Further work by Mignot found that people with narcolepsy lack orexin in a part of the brain called the hippocampus. Groups of cells that produce orexin are believed to be killed off by erratic immune responses, one reason narcolepsy spiked in the 2009 “swine flu” pandemic. The work paved the way for new drugs that treat narcolepsy by mimicking orexin.

A third Life Sciences award goes to Demis Hassabis and John Jumper of Alphabet company DeepMind. The team set out to solve a 50-year-old major challenge in biology: predicting how proteins fold. Since the shape of a protein determines its function, this is of immense importance for understanding diseases and finding drugs to treat them.

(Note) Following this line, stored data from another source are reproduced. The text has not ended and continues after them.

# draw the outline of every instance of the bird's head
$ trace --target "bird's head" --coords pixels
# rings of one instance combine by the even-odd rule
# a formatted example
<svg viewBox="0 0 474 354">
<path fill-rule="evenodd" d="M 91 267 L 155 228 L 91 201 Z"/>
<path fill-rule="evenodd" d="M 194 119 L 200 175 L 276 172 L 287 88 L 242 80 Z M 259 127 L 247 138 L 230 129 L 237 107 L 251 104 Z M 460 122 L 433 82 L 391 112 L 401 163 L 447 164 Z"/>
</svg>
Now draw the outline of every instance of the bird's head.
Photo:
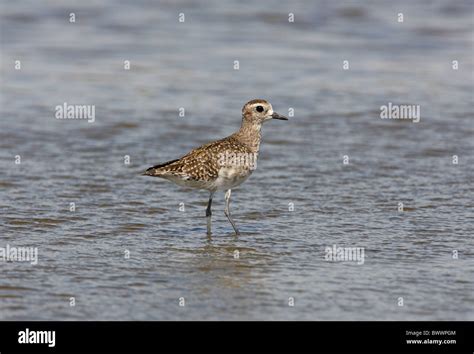
<svg viewBox="0 0 474 354">
<path fill-rule="evenodd" d="M 285 116 L 274 112 L 269 102 L 261 99 L 247 102 L 242 108 L 242 117 L 254 124 L 262 124 L 270 119 L 288 120 Z"/>
</svg>

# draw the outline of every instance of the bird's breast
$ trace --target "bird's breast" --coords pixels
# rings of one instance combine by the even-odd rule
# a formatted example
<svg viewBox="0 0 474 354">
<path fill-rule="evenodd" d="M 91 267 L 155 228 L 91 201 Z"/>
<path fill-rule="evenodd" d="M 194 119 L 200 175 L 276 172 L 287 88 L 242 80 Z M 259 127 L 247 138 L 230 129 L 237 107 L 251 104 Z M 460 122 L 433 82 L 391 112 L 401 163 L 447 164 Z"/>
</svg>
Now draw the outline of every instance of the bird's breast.
<svg viewBox="0 0 474 354">
<path fill-rule="evenodd" d="M 227 190 L 242 184 L 253 170 L 246 167 L 221 167 L 214 181 L 217 190 Z"/>
</svg>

Earlier this year, the DeepMind team published the structures of 200 million proteins, spurring work in areas as diverse as malaria and plastic recycling. Hassabis calls it both “the most sensible thing that’s been done with AI in science” and a starting point: proof-of-principle that puzzles expected to outlast our lives can be solved with AI.
Before the pandemic, winners of the Breakthrough Awards, founded by Sergey Brin, Mark Zuckerberg, Yuri Milner and others, received their awards at a glittering, star-studded event in Silicon Valley. If the ceremony takes place this year, Deutsch, who gave a TED talk via robot, is unlikely to attend, at least in this universe. “I like conversation,” he says. “But I don’t like going anywhere.”